Military contamination has been of much concern on St. Lawrence Island, where two U.S. bases were established during the Cold War. Savoonga health aide Annie Alowa started noticing an unusual number of cancers among the people—before she passed away of cancer herself in 1999. Waghiyi says these contaminants are still in the marine mammals that constitute most of island residents’ traditional diets.
While some of these larger battles over eliminating toxins may take years to wage, there are short-term goals in sight. The gathering concluded with a call to Senator Donny Olson in Juneau thanking him for support of the Toxic Free Children’s Act, which would eliminate toxic flame-retardants from children’s products. The group asked him to push for an even stronger bill during this legislative session. While Olson is in the minority this year, he says he’ll continue leveraging his support and call on the women for testimony.

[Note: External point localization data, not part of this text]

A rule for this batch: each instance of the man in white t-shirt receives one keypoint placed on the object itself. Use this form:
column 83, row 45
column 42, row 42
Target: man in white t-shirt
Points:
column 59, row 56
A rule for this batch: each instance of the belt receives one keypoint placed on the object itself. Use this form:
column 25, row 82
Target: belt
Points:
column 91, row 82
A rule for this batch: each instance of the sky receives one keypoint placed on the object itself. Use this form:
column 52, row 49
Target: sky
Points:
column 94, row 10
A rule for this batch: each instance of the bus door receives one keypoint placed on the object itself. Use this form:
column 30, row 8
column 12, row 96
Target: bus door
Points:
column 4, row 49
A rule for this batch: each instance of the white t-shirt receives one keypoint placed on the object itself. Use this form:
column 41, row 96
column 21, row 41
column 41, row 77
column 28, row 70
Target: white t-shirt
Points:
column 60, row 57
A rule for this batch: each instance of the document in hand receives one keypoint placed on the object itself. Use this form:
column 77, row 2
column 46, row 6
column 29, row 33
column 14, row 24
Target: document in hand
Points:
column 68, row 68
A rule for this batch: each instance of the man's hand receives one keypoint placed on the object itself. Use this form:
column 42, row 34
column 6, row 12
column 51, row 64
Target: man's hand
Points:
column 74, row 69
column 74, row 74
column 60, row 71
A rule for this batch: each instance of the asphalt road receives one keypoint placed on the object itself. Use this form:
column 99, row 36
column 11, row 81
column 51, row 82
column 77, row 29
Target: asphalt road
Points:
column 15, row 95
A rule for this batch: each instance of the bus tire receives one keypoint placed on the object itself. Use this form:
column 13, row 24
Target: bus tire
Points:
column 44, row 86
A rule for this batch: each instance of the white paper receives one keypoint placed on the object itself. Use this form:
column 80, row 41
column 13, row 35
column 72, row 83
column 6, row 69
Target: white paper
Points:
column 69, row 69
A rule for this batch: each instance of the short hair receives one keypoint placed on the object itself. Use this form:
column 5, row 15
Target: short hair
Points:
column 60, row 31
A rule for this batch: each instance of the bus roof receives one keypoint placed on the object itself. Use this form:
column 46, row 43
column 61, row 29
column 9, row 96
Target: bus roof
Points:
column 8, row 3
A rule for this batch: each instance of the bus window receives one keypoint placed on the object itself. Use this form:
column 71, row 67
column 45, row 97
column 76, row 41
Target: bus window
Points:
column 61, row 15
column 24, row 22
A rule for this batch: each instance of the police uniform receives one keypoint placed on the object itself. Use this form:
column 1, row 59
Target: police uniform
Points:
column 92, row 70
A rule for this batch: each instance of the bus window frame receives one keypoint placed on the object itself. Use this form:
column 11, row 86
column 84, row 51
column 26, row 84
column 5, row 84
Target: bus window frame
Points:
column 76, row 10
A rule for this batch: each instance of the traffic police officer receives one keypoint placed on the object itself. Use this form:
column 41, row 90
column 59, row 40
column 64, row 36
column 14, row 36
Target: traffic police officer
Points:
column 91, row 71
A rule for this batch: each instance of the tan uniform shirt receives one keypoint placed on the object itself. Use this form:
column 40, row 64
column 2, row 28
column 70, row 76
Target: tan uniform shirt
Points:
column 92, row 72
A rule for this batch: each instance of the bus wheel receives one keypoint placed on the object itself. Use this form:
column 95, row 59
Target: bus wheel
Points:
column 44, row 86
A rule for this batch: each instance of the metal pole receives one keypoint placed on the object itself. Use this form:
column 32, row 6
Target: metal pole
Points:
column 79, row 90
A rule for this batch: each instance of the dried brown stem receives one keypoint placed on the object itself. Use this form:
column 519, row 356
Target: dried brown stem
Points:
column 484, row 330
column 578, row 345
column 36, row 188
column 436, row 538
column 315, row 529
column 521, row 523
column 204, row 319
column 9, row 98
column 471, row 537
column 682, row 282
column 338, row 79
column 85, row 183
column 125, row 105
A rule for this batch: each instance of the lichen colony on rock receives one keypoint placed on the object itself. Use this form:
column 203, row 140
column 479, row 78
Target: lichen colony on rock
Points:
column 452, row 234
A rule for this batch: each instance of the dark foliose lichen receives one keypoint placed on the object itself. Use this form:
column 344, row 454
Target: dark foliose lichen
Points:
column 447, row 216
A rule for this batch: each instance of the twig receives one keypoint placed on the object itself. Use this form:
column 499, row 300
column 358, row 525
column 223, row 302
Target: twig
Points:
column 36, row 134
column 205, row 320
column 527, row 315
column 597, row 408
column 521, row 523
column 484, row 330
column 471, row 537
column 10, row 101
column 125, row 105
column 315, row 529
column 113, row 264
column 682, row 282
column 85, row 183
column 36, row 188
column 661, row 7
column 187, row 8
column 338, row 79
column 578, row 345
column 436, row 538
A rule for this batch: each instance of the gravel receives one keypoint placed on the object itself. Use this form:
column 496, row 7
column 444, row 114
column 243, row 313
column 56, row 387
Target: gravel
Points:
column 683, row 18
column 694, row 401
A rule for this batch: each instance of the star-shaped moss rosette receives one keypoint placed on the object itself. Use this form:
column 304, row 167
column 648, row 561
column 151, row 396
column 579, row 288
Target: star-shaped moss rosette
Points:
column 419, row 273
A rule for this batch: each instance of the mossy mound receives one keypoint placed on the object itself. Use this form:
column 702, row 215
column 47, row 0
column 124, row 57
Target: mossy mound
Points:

“That’s exactly what we need,” said Olson, over the teleconference. “We need people out there who are passionate about the subject, who are knowledgeable and who go and make their voices known.”
Waghiyi says it can be overwhelming trying to change the business practices of large companies that are producing products with toxins, but now a grandmother herself, she says there’s no other choice but to keep fighting for a safer, cleaner world for her children.
“We’re up against multinational corporations that have no idea what’s going on with our people. We have to be the conscience,” she said. “So that’s why we go miles and miles away, travel to Washington, DC. We have a right to be at the table for making decisions.”
ACAT was founded in 1997, and is composed mostly of women who work for environmental health and justice in Alaska Native communities.